WATERLOO — Alan Morgan was one of the first people to look into the ferocious mouth of the Icelandic volcano that disrupted air travel last month.

From a small plane with open windows, the University of Waterloo professor took pictures of chunks of rock and ice, each the size of a dining-room table, as they were blown out of the volcano's maw.

He also photographed the Markarfljot river, flooded by melted ice, its flow 1,000 times the speed of the Grand River on a normal day. And also, the unearthly beauty of a huge pillar of steam tinted pink by the setting sun.

All of it was "incredibly powerful, and rather menacing," he said.

Morgan, who is retired, but still teaches introductory geology, has been to Iceland 14 or 15 times in his lifelong study of this planet.

The plane that he and a friend commissioned was the second to fly over the infamous Eyjafjallajokull volcano, three days after the eruption. Lying under a sheet of ice, the volcano's hot lava melted the ice and became a steam-powered explosion.

"This was the first time I'd had an opportunity of approaching a volcano this size," Morgan said.

The volcano grounded 100,000 planes last month and cost the airline industry $2 billion. Planes were unable to fly in case they encountered an ash cloud, which would disable their engines.

In 1982, a British Airways flight to Australia flew through a volcanic ash cloud. All four engines clogged with ash and failed. The pilot was able to restart the engine and land the plane safely.

Morgan showed a sample of Eyjafjallajokull's dark ash, a powdered glass as fine as baby powder, and so high in fluorine that it has poisoned the air, the drinking water and the vegetation on which animals feed.

As disruptive as this volcano was, there's another, much bigger, one nearby named Katla. It's under a thicker ice sheet, so the explosions would be more intense. And if history is any guide, it too will erupt within two years. The two volcanoes are believed to share a deep-seated magma source.

The last three times that Eyjafjallajokull has erupted, Katla has also erupted, Morgan said. The prediction is based on records that have been kept by Icelanders for 1,000 years.

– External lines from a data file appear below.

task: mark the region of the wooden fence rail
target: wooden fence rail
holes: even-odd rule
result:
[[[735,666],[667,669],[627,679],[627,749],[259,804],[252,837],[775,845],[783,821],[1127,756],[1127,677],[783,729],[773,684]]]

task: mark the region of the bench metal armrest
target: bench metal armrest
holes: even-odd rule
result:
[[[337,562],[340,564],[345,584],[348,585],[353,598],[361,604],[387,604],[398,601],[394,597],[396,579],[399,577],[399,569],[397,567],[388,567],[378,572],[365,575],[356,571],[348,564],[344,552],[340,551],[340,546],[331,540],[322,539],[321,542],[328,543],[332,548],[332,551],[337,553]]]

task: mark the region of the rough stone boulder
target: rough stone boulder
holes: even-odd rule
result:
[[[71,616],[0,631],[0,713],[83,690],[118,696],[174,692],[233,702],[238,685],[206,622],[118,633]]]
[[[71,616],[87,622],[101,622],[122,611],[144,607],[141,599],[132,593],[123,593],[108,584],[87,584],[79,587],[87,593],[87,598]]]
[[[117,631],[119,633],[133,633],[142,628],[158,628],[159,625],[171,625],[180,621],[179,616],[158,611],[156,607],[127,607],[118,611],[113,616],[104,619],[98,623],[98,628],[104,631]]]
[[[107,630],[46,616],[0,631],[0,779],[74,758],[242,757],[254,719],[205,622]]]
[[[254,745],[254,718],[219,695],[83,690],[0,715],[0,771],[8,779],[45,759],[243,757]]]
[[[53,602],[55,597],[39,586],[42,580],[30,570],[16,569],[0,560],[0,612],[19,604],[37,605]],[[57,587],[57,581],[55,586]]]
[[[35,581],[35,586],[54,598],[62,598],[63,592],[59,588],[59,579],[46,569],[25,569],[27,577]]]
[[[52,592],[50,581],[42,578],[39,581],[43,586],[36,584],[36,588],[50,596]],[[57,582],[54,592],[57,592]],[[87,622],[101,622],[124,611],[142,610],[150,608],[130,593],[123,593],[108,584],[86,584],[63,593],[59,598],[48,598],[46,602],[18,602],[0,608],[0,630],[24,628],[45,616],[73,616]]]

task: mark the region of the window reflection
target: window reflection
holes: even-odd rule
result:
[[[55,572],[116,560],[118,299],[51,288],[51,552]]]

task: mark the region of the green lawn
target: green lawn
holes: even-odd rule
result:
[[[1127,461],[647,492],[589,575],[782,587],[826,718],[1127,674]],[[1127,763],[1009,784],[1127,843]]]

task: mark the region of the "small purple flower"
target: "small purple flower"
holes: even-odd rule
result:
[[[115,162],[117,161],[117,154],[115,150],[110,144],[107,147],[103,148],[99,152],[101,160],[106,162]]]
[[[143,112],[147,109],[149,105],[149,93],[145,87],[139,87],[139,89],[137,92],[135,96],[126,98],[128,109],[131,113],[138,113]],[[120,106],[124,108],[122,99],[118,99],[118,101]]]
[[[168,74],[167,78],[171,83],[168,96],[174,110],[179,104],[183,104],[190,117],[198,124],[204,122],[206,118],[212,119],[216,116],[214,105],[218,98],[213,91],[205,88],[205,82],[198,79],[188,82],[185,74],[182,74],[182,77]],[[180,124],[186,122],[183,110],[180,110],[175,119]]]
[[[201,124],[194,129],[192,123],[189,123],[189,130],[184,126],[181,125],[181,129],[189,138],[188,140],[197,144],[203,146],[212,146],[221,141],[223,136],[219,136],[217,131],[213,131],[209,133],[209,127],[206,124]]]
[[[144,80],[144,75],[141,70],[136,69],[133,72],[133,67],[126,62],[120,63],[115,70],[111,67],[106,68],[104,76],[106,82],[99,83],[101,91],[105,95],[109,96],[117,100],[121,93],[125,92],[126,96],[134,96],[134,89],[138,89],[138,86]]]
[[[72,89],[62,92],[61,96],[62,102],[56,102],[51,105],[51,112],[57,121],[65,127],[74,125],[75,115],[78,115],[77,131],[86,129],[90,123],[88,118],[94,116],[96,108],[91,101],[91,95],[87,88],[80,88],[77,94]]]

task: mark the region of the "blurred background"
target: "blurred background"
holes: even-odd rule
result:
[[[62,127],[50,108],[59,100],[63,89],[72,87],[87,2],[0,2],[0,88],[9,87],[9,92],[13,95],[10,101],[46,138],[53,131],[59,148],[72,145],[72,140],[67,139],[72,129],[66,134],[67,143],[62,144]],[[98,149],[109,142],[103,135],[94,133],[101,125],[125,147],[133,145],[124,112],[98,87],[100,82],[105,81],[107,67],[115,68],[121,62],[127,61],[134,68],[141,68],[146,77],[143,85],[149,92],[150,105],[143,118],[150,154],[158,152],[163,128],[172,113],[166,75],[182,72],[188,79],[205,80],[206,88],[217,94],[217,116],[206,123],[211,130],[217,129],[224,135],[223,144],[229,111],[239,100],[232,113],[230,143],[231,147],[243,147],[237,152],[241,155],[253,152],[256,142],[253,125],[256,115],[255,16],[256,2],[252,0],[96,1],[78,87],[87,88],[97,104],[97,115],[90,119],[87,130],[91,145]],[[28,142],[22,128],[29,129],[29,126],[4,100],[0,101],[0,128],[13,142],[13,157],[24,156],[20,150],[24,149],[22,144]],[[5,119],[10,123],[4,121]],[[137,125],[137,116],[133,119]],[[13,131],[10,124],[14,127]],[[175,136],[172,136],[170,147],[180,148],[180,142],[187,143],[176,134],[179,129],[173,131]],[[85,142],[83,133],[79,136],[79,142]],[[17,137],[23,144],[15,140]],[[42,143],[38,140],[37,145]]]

"This is simply a page within a chapter within a book," he said.

If Katla erupts, it would be so large that "it would probably ground all aircraft in the Northern Hemisphere," Morgan said.

"Iceland has the potential of paralyzing the world."

Environmentalists would see a bright side to the eruption, noted Morgan, whose son works for the World Wildlife Fund and is concerned that his father travels by air so much. Air travel is a major culprit in global warming.

If you add up the carbon footprint of all those cancelled flights, says Morgan, the planet was saved from 2.9 million tonnes of carbon dioxide. The volcano only emitted 15,000 tonnes.

He jokes that he may have made a deal with a couple of Icelandic trolls to cause the eruption and keep his son happy.

Morgan, who teaches in the department of earth and environmental sciences, first discovered geology at age eight when he found a fossil in his native Wales. He still has it; a spiral-shaped stone the size of a small egg.

He has been to the Amazon and the Arctic, but Iceland is "one of my favourite countries," he said.

"For a geologist, it's a wonderful country. Geysers, volcanoes, huge ice sheets, thundering waterfalls, raging rivers …"

Morgan has won numerous teaching awards during his career, most recently the 2010 3M National Teaching Fellowship. Morgan is only the third professor at University of Waterloo to have won the award.

He loves the planet and loves to teach about it through personal anecdotes, powerful images and even classroom demonstrations. He'll show how a piece of obsidian can cut through a rope faster than a Swiss army knife, or uses movement through a human chain of students to show how an earthquake works.

Teaching earth sciences, for Morgan, "is a bit of a personal crusade," he said.

He feels it is inadequately taught in schools, and that earth sciences should be taught with equal status to biology, chemistry and physics.

After all, he said: "Planet Earth provides all our needs."